Modi has also decided not to visit the upcoming SCO summit at Astana, Kazakhstan. The official excuse is ongoing Parliament session that ends on July 3, but it is hard to ignore the impression that avoiding running into Xi has been an equally strong motivation. Any Russian displeasure at Modi’s absence will be taken care of by the prime minister’s quick dash to Moscow for a standalone visit for the India-Russia summit on July 8.
Faced with a fait accompli at the border, Modi’s attempts are focused on creating leverage by expanding the horizons. The overarching goal remains stability in relationship while breaking the deadlock and forcing Xi into a meaningful engagement. India has been forced into this balancing act because China is unwilling to reverse the new ‘facts on the ground’ or make any more concessions.
To China, India has no real clout or ability to alter the new reality and no option but to accept it. From this vantage point, China calls India’s earnest efforts to tie normalisation of relations with the resolution of border crisis “arrogance” and “sky-high price”.
Chinese scholar and strategist Hu Shisheng — the director of Institute for South Asian Studies at CICIR, an influential Chinese think tank on foreign policy and security affairs that comes under the direct supervision of CCP’s Ministry of State Security (MSS) and whose research influences and represents the mainstream voice of the Chinese party-state system, in a recent piece on Indian foreign policy, calls the diplomacy of Modi government “dynamic” and “tension-filled”.
Hu’s essay, reproduced in Sinification (machine translation), observes that though Indian diplomacy has “flourished” under Modi due to “indulgence from the West”, and even though India-US ties despite “latent mistrust” are “set to deepen”, “in recent years, the Biden administration has focused much of its efforts on the Western Pacific region, promoting minilateral security cooperation mechanisms with its allies. This indicates that the US has lowered its expectations of India in its strategy to contain and blockade China.”

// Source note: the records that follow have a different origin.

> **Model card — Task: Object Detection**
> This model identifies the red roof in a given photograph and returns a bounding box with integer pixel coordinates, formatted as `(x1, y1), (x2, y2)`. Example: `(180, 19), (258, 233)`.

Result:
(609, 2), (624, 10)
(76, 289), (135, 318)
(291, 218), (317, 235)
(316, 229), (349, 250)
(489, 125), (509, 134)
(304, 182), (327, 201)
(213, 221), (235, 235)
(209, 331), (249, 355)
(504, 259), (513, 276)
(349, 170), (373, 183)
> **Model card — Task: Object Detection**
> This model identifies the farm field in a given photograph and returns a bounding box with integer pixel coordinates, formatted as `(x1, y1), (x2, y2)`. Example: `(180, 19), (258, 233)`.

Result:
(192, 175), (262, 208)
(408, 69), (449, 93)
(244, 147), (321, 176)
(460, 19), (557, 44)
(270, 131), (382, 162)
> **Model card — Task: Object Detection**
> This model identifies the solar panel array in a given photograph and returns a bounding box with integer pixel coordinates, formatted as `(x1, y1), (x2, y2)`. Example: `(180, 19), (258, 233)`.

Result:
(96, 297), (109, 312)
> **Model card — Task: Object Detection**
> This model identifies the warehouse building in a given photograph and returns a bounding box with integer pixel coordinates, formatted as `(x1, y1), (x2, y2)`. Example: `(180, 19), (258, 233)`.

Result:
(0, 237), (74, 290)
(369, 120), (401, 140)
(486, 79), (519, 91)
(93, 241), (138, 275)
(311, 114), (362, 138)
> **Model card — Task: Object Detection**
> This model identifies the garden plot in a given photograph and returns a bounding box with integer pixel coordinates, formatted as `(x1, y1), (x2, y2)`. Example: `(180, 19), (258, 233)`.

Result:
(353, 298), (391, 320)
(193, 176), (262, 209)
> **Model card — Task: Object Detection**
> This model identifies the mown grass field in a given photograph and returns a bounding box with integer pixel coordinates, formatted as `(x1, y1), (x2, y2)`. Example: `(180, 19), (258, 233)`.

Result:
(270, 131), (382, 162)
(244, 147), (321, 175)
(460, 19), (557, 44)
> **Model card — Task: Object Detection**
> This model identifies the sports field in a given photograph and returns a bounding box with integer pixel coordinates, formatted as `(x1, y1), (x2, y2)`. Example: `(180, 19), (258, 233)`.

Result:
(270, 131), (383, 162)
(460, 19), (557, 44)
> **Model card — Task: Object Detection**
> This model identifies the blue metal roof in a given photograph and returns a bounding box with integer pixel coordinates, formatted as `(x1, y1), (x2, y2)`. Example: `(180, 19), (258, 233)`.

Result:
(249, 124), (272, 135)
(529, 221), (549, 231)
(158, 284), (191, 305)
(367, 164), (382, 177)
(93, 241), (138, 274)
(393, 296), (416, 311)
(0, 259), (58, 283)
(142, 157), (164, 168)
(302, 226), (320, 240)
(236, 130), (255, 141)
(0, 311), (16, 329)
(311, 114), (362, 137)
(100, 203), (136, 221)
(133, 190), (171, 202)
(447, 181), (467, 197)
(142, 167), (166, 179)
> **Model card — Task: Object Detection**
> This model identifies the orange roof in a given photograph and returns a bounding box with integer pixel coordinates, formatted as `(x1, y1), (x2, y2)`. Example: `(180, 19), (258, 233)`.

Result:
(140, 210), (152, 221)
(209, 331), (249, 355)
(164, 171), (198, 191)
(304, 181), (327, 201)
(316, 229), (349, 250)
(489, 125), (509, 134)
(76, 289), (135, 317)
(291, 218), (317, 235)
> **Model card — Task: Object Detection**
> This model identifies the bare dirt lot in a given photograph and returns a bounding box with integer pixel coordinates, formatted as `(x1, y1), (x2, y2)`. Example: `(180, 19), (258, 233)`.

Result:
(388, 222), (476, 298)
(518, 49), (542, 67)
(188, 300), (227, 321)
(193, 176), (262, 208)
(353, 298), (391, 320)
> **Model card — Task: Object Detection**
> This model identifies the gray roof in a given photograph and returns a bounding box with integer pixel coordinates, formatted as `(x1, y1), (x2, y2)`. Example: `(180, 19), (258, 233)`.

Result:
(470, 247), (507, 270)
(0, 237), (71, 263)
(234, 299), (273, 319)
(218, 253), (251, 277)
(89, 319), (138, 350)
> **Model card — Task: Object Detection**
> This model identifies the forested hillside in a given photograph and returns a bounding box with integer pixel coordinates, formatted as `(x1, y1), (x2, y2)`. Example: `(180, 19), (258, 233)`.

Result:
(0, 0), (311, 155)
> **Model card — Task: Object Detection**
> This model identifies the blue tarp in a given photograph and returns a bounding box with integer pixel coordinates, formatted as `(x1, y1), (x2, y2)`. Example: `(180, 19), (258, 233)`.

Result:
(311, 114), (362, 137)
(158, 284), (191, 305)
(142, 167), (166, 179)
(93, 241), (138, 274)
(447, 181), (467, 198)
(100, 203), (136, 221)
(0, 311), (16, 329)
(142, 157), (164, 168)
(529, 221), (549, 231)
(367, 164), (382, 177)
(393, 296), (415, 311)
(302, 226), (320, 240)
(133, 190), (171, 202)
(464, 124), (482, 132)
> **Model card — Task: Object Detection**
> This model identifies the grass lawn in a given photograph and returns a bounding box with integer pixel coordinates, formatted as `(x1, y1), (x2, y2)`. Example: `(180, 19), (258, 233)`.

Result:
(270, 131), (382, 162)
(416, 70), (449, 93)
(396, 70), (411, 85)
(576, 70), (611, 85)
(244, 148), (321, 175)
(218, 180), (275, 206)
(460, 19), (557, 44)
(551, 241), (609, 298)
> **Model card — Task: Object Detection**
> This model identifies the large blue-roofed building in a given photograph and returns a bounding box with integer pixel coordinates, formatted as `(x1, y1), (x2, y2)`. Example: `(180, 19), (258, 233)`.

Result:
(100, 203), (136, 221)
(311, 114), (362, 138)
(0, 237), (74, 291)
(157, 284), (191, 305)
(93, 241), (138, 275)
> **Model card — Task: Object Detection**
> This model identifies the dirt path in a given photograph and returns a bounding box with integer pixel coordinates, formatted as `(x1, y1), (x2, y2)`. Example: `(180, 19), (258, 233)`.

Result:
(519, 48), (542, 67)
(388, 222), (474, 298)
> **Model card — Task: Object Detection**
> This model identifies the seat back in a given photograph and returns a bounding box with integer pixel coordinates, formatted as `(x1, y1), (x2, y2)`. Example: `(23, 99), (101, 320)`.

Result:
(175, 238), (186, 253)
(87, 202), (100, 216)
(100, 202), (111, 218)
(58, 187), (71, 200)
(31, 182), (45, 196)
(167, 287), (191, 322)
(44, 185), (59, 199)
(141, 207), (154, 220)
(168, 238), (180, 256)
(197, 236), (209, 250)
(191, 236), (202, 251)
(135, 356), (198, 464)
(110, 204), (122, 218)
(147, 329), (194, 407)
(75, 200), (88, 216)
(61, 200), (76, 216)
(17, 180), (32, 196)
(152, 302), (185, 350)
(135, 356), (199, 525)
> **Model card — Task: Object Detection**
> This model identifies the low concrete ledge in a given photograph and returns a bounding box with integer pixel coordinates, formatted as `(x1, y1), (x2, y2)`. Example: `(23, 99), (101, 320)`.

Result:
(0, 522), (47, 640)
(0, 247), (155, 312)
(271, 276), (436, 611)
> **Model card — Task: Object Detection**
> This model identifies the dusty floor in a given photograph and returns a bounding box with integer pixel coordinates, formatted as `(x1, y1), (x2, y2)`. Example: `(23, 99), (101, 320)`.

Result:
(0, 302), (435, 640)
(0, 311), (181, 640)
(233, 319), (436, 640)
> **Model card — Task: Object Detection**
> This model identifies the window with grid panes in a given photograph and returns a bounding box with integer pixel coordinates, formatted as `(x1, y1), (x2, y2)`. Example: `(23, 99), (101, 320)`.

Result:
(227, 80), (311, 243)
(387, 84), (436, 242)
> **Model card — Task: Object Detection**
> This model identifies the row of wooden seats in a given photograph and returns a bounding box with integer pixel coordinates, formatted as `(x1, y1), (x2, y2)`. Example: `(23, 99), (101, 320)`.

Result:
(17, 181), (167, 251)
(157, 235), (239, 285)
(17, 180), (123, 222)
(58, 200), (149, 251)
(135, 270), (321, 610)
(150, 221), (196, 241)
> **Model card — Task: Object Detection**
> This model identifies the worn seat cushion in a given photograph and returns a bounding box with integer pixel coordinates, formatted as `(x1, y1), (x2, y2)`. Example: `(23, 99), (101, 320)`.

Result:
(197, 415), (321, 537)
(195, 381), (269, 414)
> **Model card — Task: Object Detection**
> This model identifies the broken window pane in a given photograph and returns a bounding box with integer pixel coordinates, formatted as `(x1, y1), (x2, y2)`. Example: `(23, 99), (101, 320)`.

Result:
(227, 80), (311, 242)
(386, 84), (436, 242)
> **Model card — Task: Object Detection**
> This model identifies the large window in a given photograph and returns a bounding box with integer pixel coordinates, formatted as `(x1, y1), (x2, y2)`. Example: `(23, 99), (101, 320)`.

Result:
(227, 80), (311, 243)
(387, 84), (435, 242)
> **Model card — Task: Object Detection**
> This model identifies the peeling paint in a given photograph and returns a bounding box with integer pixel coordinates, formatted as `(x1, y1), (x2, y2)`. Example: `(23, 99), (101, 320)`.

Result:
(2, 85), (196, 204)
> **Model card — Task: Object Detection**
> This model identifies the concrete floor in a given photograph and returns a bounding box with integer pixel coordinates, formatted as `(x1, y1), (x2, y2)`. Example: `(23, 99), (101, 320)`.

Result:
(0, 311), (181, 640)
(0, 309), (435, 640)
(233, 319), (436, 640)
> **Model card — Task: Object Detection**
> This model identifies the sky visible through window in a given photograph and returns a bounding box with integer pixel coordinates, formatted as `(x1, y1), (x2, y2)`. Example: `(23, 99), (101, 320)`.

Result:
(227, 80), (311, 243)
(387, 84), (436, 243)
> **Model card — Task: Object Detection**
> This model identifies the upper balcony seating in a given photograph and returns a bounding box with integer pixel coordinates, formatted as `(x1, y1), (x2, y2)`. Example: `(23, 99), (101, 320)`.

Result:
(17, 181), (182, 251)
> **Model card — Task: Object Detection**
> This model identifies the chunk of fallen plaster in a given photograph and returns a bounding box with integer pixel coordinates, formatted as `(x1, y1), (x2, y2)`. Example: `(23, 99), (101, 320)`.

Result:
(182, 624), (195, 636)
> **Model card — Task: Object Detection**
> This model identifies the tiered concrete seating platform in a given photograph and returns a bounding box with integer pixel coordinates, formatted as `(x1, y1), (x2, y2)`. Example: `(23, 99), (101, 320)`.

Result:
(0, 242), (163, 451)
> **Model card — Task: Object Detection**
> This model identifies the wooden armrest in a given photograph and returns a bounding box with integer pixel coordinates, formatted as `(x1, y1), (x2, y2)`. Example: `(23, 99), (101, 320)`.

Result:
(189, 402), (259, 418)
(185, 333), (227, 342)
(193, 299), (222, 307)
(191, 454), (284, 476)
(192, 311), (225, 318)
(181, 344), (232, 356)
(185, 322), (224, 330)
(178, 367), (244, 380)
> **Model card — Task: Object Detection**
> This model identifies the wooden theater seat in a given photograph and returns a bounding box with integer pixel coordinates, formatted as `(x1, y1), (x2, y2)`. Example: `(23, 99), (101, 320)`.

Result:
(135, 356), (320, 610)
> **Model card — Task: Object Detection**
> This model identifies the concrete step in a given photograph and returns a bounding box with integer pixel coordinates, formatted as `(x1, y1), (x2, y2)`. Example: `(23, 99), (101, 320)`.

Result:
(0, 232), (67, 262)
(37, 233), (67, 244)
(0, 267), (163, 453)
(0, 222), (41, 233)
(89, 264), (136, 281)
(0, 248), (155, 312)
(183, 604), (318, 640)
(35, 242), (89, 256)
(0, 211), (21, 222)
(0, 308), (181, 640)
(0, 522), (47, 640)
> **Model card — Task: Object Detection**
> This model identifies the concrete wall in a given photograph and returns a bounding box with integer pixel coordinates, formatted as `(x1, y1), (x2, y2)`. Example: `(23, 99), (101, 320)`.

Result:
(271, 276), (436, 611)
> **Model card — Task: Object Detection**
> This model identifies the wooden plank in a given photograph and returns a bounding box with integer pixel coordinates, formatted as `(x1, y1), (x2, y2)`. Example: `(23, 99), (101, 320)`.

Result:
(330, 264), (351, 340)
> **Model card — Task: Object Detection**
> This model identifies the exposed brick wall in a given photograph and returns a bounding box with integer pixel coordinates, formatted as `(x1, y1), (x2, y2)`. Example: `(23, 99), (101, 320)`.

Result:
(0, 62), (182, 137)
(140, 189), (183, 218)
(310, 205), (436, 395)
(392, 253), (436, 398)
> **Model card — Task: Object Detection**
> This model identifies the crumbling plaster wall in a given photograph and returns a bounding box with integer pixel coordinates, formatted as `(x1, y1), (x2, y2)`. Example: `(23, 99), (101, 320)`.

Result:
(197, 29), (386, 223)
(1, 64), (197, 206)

Hu also observes that “considering the significant disparity in power between China and India, New Delhi will neither want to break relations with China completely nor will it be willing to serve as ‘cannon fodder’ for the West’s containment of China. In future, Sino-Indian relations may continue to be characterised by “cold hostility” [冷暴力] or “non-violent, non-cooperative” coexistence.”
To the extent that Hu’s views represent the prevalent Chinese thinking, it appears that Beijing has come to a conclusion that India’s options in getting China to do its bid are becoming increasingly more constricted. China remains aware of the significant power discrepancy between the two nations, and this awareness is making China more adventurous, imbuing it with a greater appetite for risk-taking including implementation of force to achieve its objectives – secure in the belief that India, as a lesser power, will ultimately be forced to back down.
This is not to suggest that Beijing is spoiling for a violent escalation, but it seeks to use force, or threat of force as a leverage to demand obeisance from India, and it wants New Delhi to accept Beijing’s primacy and admit its secondary status in Asia.
From our perspective, it might provide political platforms to express our concerns, as well as to find solutions, over unfair Chinese trade practices. Dialogue is also a logical step in building multi-alignment diplomacy.
Only government can ultimately decide what is the right policy. But a healthy debate on the question is now needed more than ever because public participation in foreign policy is an important requisite for citizens who aspire to make India into a global powerhouse.
In this context, PM Modi’s recent moves assume greater significance. A battle of nerves lies ahead. External balancing and a fast-growing economy are India’s best options, but in the short term, a lot may depend on the outcome of US presidential polls.